I don't think I have the ability to fix this last one, as it's a timeout on your linting steps.

Copy link
Member

@JorTurFer JorTurFer left a comment

Choose a reason for hiding this comment

The reason will be displayed to describe this comment to others. Learn more.

Relative to the code, some small nits.
Relative to the usage, I don't get the benefit of this specific change. I'm not an expert but I think that apart from this you should change also the CRD to support number values also and I'm not totally sure about if it's a good idea.
@kedacore/keda-contributors ?

Comment on lines +57 to +59
hintedRegexp := regexp.MustCompile(`^(?P<Type>[a-z])\((?P<Value>[\-]?(?:(?:0|[1-9]\d*)(?:\.\d*)?|\.\d+))\)$`)
floatRegexp := regexp.MustCompile(`^-?\d+\.\d+$`)
intRegexp := regexp.MustCompile(`^-?\d+$`)
Copy link
Member

Choose a reason for hiding this comment

The reason will be displayed to describe this comment to others. Learn more.

Should these regexes be placed at package level inside an init function?
Something like this https://github.com/kedacore/keda/blob/main/pkg/scalers/rabbitmq_scaler.go#L27-L29
Otherwise, the regex will be compiled every time

Copy link
Author

Choose a reason for hiding this comment

The reason will be displayed to describe this comment to others. Learn more.

I think it's reasonable to make the init function change. Will do that right now.

As far as the CRD change, in the absence of answers on the preferred way to do it, I opted for doing the thing that provides the least potential risk of breaking something that already works, and that requires changing the least existing code. I'm actually going to make one other change to the function signature for ParseNumeric in the same commit that adds the init to put the bitsize argument back as well, to further reduce the surface of changes.

@JorTurFer JorTurFer requested a review from a team November 29, 2021 20:12
@JorTurFer
Copy link
Member

BTW, Thanks a ton for the contribution ❤️

Signed-off-by: Jayme Howard <g.prime@gmail.com>
@isugimpy
Copy link
Author

BTW, Thanks a ton for the contribution heart

Glad to do it.

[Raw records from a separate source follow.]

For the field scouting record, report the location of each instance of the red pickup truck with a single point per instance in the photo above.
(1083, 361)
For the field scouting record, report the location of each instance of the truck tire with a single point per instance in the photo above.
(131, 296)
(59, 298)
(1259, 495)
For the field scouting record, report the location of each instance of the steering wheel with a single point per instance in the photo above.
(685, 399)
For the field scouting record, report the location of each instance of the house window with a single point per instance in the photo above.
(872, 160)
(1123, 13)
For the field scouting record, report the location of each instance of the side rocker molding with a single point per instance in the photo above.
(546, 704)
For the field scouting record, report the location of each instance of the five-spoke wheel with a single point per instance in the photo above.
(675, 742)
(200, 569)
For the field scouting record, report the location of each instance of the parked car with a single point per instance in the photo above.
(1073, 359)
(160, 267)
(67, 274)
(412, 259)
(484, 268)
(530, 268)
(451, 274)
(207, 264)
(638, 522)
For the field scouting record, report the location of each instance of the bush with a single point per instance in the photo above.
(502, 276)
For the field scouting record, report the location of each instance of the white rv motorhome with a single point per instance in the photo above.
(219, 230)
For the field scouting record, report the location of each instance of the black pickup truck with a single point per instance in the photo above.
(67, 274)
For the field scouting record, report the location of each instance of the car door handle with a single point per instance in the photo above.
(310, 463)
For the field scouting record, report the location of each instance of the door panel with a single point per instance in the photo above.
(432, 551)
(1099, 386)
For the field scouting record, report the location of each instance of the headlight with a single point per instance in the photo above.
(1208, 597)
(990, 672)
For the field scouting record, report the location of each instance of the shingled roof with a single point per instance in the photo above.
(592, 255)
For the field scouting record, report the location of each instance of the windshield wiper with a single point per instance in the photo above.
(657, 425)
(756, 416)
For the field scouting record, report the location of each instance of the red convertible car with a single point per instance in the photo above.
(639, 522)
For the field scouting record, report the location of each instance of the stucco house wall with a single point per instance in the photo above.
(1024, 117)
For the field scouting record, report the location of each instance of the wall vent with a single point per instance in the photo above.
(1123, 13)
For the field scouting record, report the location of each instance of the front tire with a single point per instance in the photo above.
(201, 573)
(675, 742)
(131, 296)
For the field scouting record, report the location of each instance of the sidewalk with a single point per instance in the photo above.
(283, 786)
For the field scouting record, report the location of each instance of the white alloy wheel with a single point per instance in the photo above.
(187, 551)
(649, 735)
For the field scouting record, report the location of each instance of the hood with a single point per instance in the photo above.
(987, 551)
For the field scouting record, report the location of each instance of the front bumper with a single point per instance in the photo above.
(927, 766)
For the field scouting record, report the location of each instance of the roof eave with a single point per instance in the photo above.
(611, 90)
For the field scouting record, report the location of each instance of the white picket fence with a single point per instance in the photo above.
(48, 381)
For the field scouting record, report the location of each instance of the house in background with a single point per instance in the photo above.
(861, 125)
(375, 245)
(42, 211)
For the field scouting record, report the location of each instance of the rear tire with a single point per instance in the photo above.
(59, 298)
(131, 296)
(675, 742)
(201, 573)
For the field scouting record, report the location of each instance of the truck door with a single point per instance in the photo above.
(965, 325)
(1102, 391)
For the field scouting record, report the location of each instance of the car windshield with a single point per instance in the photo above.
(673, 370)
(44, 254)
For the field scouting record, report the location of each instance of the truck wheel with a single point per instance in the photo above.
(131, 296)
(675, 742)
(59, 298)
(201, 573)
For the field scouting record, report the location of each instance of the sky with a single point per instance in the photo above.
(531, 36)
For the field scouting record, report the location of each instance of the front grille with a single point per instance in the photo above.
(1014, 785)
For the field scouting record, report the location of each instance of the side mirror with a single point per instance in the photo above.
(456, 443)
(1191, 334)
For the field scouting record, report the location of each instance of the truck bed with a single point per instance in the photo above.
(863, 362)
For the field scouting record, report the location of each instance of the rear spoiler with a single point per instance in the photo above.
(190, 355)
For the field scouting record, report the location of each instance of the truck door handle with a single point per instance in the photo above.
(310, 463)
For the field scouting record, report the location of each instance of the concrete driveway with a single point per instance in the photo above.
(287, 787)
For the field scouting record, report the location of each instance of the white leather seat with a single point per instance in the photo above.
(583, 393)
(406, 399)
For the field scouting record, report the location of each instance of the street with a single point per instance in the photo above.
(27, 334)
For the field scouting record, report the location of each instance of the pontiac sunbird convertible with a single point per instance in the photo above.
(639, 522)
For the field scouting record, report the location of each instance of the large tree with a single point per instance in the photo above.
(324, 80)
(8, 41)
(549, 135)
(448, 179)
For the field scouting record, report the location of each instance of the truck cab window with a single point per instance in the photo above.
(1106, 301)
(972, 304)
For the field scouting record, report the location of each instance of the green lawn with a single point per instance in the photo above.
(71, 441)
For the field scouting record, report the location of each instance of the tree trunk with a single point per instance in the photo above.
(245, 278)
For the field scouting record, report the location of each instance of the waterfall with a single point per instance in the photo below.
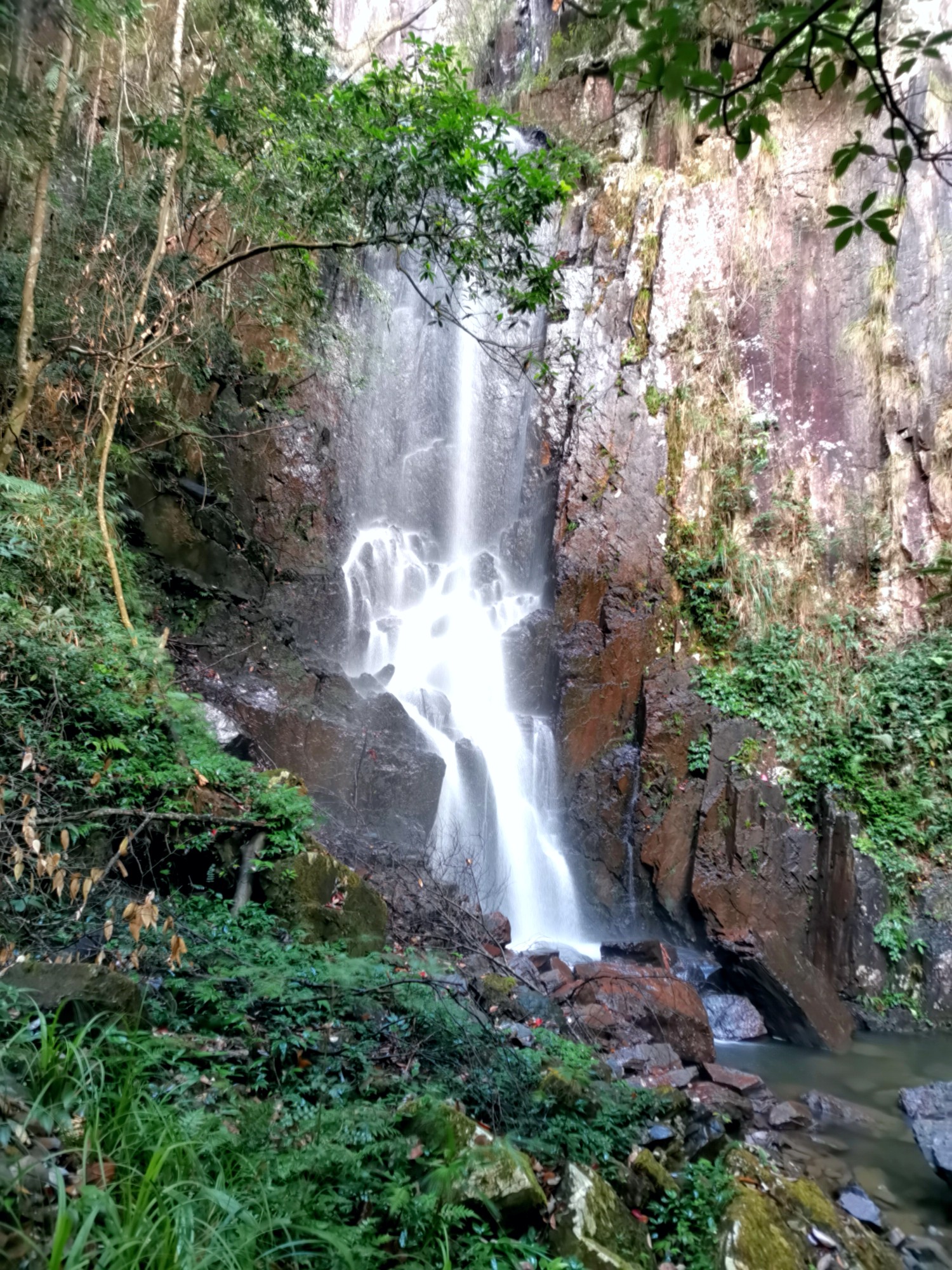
(431, 596)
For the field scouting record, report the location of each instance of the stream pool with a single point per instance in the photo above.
(885, 1159)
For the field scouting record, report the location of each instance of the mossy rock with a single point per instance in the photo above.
(596, 1229)
(503, 1179)
(328, 901)
(81, 989)
(492, 1172)
(497, 990)
(756, 1236)
(648, 1180)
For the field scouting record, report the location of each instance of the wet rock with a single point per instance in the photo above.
(918, 1253)
(744, 1083)
(855, 1201)
(648, 1180)
(734, 1018)
(492, 1172)
(595, 1227)
(362, 758)
(82, 989)
(648, 1057)
(751, 881)
(327, 900)
(498, 928)
(756, 1236)
(530, 665)
(728, 1106)
(649, 1000)
(644, 953)
(930, 1109)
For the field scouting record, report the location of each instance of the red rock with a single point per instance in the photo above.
(741, 1081)
(651, 1000)
(790, 1113)
(499, 929)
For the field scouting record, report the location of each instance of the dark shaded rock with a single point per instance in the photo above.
(744, 1083)
(329, 901)
(733, 1018)
(499, 929)
(731, 1107)
(596, 1229)
(930, 1109)
(648, 1056)
(835, 1111)
(790, 1114)
(643, 953)
(362, 759)
(530, 665)
(83, 989)
(648, 1000)
(752, 883)
(855, 1201)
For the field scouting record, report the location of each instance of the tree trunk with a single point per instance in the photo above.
(115, 388)
(29, 369)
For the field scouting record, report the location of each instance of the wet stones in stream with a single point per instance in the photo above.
(930, 1111)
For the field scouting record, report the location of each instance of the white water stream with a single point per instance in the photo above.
(435, 605)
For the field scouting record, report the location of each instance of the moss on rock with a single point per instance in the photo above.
(82, 989)
(756, 1236)
(328, 901)
(596, 1229)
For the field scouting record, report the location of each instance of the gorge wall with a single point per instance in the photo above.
(708, 328)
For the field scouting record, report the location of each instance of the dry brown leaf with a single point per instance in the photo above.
(101, 1173)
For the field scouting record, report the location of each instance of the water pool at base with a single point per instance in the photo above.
(870, 1075)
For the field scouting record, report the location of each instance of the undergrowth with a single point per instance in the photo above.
(93, 723)
(876, 728)
(268, 1118)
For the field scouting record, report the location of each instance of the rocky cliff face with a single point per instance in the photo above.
(706, 321)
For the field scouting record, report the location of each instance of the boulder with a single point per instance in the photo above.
(491, 1172)
(752, 879)
(832, 1111)
(530, 665)
(623, 1000)
(930, 1111)
(327, 900)
(82, 989)
(595, 1227)
(734, 1018)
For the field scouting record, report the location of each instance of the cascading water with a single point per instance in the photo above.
(430, 595)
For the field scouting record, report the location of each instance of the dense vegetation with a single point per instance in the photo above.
(286, 1109)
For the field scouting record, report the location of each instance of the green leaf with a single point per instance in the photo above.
(828, 77)
(842, 239)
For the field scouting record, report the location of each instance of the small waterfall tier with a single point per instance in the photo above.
(440, 625)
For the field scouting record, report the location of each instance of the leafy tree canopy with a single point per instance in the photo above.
(682, 53)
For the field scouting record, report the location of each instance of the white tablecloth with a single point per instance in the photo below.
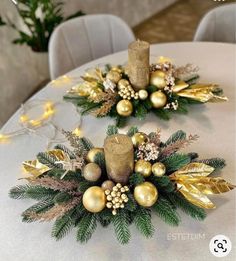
(214, 123)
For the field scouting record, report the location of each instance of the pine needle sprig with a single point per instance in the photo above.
(164, 209)
(142, 221)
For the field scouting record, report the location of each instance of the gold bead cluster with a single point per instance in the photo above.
(116, 197)
(127, 92)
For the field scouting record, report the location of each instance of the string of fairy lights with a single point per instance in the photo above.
(29, 125)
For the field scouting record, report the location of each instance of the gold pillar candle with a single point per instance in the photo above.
(138, 64)
(119, 157)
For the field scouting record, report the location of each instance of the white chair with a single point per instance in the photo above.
(218, 25)
(84, 39)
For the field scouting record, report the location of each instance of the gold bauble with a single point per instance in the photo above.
(142, 94)
(158, 169)
(143, 167)
(93, 153)
(139, 138)
(114, 76)
(108, 185)
(158, 99)
(94, 199)
(146, 194)
(157, 79)
(94, 92)
(124, 108)
(123, 83)
(92, 172)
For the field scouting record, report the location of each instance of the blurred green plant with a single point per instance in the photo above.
(40, 18)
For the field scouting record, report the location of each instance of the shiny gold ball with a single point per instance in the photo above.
(146, 194)
(139, 138)
(93, 153)
(123, 83)
(94, 199)
(108, 185)
(157, 79)
(158, 169)
(114, 76)
(143, 167)
(92, 172)
(158, 99)
(124, 108)
(142, 94)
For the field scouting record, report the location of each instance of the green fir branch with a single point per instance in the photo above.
(86, 227)
(143, 223)
(165, 210)
(121, 225)
(179, 201)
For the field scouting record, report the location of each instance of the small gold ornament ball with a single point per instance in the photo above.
(107, 185)
(92, 172)
(158, 99)
(139, 138)
(158, 169)
(142, 94)
(114, 76)
(94, 199)
(92, 154)
(124, 108)
(158, 79)
(143, 167)
(123, 83)
(146, 194)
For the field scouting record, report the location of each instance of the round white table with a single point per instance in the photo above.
(214, 123)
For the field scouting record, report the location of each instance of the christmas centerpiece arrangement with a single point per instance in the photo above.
(139, 88)
(127, 181)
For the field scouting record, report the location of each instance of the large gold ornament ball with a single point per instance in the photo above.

Getting this solved would be a huge win for me and my team, so I've got a vested interest in making sure it gets done. If I can take a little burden off y'all and make it happen, well worth the time investment to me.

@tomkerkhove tomkerkhove changed the title Add ParseNumeric and configure cpu_memory_scaler to use for #2299 Add ParseNumeric and configure cpu_memory_scaler to use Nov 30, 2021
@JorTurFer
Copy link
Member

Hi,
Sorry for the slow response, the weeks previous x-mas are crazy...
I think that I'm still missing something :(
Your problem is that the automated tools that you use automatically converts for example "1" into 1, so the ScaledObject fails during to apply because of the type, right?
Your proposal basically is to add support to specify "1" in this other way "d(1)" in order to avoid automatic conversions using other tools during the process. Am I right?
In that case, shouldn't this change be applied in all scalers?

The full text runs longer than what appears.